In its answers, given in fact under pressure from the European Parliament, the European Commission has resorted to other outrageous claims by even providing a small footnote reference reported in the 2013 Eurostat Manual, which, first, did not exist before February 2013, and, second, is misleadingly reported without the actual date. We also note the following fact: in 2010, Eurostat moved a number of public enterprises to the public sector, and, one year later, in 2011, Eurostat moved them again, back into the private sector. Thus, we observe that the Commission has recognised the unjust and felonious augmentation of Greece’s public debt, but they do not want to admit it. This is proved by an impressive sleight of hand: now you see it, now you don’t. The trick: immediately after the public sector was saddled with these companies’ debt, saving this way the German banks from bankruptcy, these same companies were moved again back into the private sector, where they belonged since 1993. Such actions are strictly forbidden by the European Regulations, which require that the initial transfer to the public sector might be justified only if it was judged that it had been in force for several years before and after its initial transfer.
Eurostat’s mistakes towards Greece bring to memory the spontaneity, with which Mr Joaquin Almunia, then Commissioner for Economic and Monetary Affairs (now Commissioner for Competition), reacted on 21 October 2009, when he heard a revised forecast for Greece’s 2009 public deficit. Almunia said: “We want to know what has happened and why it has happened. Serious discrepancies will require an open and deep investigation”. The investigation never took place, but four years later, on October 21, Almunia said: “The EU’s problem is unaccountability”.
Saying he is right is not enough. By their unaccountable attitude toward fiscal statistics, the European Commission and Eurostat have led to the silencing of responsible voices at Greece’s ELSTAT, which is now left without its seven-member board and under one man’s authority – the same man who is under felony charges and who is supposed to manage both the country’s statistical system and its statistical office: a unique phenomenon in Europe.

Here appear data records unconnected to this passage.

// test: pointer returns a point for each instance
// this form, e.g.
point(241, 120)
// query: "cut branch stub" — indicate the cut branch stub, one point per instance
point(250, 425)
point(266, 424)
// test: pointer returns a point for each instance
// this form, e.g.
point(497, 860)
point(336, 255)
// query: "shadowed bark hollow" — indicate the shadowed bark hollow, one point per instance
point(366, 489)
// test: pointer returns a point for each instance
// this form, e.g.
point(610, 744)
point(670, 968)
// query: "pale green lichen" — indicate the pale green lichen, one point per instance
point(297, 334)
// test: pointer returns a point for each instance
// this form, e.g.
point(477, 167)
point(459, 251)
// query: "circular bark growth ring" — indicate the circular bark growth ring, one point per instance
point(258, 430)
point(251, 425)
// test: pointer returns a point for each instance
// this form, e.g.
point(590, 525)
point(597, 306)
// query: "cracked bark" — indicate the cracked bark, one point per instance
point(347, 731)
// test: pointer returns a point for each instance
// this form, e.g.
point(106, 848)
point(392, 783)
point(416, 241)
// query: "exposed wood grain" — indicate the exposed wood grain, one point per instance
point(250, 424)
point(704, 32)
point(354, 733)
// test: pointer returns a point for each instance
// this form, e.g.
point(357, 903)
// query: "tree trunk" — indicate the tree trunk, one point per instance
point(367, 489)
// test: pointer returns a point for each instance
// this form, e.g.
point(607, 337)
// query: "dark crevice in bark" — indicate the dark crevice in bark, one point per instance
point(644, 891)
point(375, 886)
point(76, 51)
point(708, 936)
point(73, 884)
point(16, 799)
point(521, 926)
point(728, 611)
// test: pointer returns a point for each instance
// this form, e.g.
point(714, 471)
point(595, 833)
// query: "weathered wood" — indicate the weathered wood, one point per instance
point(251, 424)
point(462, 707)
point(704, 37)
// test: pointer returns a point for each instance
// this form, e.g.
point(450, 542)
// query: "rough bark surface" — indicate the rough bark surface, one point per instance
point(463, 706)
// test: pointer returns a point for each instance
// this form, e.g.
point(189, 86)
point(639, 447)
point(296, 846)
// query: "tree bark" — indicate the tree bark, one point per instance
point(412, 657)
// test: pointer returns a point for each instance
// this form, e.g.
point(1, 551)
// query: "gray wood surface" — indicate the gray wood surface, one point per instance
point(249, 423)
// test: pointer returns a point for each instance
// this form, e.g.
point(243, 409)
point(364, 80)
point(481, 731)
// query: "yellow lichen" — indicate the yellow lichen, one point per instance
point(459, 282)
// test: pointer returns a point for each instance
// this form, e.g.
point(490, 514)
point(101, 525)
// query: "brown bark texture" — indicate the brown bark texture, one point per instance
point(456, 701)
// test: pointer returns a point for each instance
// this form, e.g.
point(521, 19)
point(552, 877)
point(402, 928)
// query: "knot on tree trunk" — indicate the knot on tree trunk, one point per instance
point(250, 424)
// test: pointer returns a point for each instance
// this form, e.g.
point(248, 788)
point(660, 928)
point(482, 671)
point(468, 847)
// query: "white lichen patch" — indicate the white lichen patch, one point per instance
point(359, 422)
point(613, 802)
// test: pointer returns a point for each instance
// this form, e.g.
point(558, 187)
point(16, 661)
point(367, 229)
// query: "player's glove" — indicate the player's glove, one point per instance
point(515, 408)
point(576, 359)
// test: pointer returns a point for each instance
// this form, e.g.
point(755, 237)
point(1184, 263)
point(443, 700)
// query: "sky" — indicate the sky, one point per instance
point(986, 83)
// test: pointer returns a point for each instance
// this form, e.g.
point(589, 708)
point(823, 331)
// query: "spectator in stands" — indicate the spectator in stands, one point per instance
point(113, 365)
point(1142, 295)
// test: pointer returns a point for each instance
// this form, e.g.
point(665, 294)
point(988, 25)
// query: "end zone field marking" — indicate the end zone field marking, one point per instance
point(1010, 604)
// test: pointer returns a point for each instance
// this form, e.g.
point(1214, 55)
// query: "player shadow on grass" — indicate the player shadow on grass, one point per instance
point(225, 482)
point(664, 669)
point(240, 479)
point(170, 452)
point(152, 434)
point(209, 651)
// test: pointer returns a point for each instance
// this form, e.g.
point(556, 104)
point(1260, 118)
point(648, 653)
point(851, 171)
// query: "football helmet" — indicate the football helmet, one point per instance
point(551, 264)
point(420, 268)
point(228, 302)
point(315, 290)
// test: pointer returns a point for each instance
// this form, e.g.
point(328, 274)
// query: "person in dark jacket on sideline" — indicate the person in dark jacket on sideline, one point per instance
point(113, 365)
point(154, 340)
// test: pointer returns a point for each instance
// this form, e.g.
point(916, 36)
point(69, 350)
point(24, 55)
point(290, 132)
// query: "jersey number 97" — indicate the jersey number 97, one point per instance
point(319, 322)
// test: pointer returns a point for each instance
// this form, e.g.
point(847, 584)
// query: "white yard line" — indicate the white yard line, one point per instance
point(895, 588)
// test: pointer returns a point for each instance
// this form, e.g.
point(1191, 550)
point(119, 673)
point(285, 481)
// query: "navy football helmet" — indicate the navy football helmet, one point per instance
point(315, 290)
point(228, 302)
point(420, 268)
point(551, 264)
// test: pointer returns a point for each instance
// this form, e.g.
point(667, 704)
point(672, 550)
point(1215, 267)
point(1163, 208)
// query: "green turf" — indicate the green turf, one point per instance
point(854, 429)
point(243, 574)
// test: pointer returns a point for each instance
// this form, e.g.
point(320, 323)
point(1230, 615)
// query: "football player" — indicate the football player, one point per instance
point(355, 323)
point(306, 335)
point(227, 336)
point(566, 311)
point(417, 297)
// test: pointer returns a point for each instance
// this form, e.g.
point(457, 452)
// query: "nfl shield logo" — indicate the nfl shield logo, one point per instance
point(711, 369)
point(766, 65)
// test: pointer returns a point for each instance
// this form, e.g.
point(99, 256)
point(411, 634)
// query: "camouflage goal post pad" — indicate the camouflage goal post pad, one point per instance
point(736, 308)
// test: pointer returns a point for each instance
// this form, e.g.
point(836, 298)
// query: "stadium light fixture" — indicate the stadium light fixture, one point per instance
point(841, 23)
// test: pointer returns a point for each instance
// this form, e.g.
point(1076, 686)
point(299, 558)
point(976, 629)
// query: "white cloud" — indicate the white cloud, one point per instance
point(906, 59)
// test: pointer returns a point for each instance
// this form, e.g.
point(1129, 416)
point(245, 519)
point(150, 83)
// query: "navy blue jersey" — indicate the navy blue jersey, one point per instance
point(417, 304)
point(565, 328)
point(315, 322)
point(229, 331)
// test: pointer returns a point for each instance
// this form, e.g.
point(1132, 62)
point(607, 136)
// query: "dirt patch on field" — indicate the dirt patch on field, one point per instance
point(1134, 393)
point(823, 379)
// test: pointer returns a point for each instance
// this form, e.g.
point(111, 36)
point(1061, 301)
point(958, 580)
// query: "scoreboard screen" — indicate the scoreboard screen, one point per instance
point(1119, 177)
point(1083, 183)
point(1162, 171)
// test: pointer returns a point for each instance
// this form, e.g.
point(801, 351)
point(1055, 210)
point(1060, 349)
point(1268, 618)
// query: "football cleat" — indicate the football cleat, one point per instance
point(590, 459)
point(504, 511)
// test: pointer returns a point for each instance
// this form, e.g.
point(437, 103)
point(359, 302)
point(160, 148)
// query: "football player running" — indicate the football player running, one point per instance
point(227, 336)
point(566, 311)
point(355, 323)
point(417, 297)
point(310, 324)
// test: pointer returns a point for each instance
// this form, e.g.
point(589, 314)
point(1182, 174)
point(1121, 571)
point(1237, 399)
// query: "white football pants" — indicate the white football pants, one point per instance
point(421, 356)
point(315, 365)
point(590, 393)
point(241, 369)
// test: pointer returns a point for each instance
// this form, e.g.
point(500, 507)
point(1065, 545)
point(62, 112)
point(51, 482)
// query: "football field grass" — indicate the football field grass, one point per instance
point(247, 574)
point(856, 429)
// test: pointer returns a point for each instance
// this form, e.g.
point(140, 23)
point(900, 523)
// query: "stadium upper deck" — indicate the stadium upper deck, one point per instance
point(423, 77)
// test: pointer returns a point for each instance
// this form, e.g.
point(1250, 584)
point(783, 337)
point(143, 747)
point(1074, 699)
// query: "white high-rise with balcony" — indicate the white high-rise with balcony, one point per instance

As described above, the 2009 false public deficit and debt have created a horrific whirlpool swallowing European taxpayer’s billions – whose destination is unknown – and a debt death-spiral of a country, which has been among the 10 first EC member states, with a proven hard-working population, who lost 7% of its population in the Second World War and who can hugely contribute to the construction of a more democratic European Union. The question is: How can the EU go on with one of its core members being so unjustly treated? The 2009 statistical events need an in-depth, serious investigation and not interventions to block Greece’s judicial procedures, as Eurostat is doing. Things have to be put right and Greece’s reinstatement must ensue. Public debt is not refused, what is refused is its untrue and felonious part.